ただでさえ不安定なフリーランスが、コロナ禍や物価高のただ中で、払う必要のなかった税金をわざわざ志願して“納めさせていただく”? これほどの不条理があろうか。
非課税事業者のままでいる選択肢は取りにくい。アダム・ロドリゲスや、イ・ビョンホンの吹き替えで知られる阪口周平氏(45)が教えてくれた。

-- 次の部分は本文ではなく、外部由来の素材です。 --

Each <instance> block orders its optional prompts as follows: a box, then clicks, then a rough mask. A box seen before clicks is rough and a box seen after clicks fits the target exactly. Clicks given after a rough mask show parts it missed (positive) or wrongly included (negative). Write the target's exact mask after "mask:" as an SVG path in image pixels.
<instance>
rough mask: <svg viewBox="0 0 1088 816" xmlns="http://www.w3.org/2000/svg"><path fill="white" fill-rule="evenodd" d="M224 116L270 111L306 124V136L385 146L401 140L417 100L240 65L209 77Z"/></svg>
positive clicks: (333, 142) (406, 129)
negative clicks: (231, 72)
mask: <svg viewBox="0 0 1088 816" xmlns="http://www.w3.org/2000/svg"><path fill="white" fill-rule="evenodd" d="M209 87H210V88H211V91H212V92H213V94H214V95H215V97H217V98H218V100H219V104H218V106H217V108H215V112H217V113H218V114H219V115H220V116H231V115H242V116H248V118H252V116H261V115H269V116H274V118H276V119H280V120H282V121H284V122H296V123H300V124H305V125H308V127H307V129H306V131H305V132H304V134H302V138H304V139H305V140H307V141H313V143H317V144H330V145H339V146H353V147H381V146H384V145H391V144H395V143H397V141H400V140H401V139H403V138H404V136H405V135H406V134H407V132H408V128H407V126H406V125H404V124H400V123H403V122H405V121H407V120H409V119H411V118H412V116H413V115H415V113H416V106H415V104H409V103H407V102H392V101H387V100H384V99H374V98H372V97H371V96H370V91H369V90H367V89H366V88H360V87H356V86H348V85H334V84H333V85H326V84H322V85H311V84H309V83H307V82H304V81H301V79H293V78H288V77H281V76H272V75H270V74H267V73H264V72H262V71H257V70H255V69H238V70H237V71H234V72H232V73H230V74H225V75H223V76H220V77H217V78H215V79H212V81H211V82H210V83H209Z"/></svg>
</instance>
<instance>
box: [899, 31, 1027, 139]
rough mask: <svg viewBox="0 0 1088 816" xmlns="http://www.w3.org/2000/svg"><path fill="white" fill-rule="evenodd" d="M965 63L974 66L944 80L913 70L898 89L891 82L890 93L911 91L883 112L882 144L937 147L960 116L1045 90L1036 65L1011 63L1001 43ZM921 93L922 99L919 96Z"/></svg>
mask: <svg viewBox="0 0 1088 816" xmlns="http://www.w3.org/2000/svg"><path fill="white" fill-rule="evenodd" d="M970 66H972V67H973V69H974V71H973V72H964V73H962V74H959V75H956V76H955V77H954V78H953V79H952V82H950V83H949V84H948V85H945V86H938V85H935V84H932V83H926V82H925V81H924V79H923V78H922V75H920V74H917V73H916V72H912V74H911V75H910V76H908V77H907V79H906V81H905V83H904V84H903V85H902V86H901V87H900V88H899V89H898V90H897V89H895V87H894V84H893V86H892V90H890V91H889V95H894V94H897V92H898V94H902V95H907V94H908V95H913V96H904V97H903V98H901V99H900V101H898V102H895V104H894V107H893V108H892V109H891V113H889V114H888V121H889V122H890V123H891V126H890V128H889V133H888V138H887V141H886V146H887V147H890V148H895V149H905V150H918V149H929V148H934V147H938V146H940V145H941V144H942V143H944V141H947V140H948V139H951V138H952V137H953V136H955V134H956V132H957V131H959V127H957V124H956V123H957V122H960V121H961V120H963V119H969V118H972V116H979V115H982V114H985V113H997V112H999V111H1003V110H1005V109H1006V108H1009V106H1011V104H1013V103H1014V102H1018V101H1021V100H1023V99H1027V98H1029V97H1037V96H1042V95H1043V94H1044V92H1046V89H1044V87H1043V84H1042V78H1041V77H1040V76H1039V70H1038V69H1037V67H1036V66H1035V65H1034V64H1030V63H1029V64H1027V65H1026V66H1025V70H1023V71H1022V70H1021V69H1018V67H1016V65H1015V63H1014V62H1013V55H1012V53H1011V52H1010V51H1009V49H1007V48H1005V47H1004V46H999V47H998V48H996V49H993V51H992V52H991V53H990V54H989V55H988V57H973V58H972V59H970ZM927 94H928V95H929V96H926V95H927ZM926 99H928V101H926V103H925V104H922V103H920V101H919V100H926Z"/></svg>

「ある声優が所属事務所のデスクに、インボイスの登録がないと仕事が減るかも、と言われたと聞きました。経理部門からの圧力で、自然とそういう流れになるのではないかという話だったとか」
“そういう流れ”とは何か。フリーを使う発注側は、徴税当局の回し者なのか?
事はそう単純ではない。1989年に導入された消費税は、過去三十有余年、政府やマスコミが喧伝し続けた「広く薄く中立的でシンプル」だという刷り込みとはまるで裏腹の税制だ。筆者は逆に、弱者のわずかな富をまとめて強者に移転する税制に他ならないと断じよう(全体像は拙著『決定版消費税のカラクリ』<ちくま文庫>など参照)。
消費税法によると、そもそも納税義務者は消費者ならぬ年商1千万円超の「課税事業者」。かつ、原則あらゆる商品やサービス(医療や居住のための家賃など社会政策上の例外あり)の、すべての流通段階で課税される。
■生き残りのため弱者にしわ寄せ
課税事業者が常に「コスト+利益+税」を積み上げた値決めをできるなら、まだしもだ。だが市場経済の日本で、そんな殿様商売が可能な事業がどれほど存在するか。取引先との力関係が弱ければ弱いほど、競争相手に負けない低価格設定をと利益を削り、コストダウンするしかない。などと言えばもっともらしいが、所詮(しょせん
)はより弱い立場の従業員や仕入れ先が、玉突きよろしく負担を押しつけられてきたのが実態だ。
いわゆる「転嫁」の問題だ。もちろん元請けが下請けに無体な値引きを迫れば独禁法の「優越的地位の濫用」に該当する。「転嫁対策特別措置法」が制定された近年は、公正取引委員会もそれなりの意欲を見せていなくもないものの、もはやズタボロ、“安いニッポン”とまで揶揄(やゆ)される経済社会で通用するはずもない。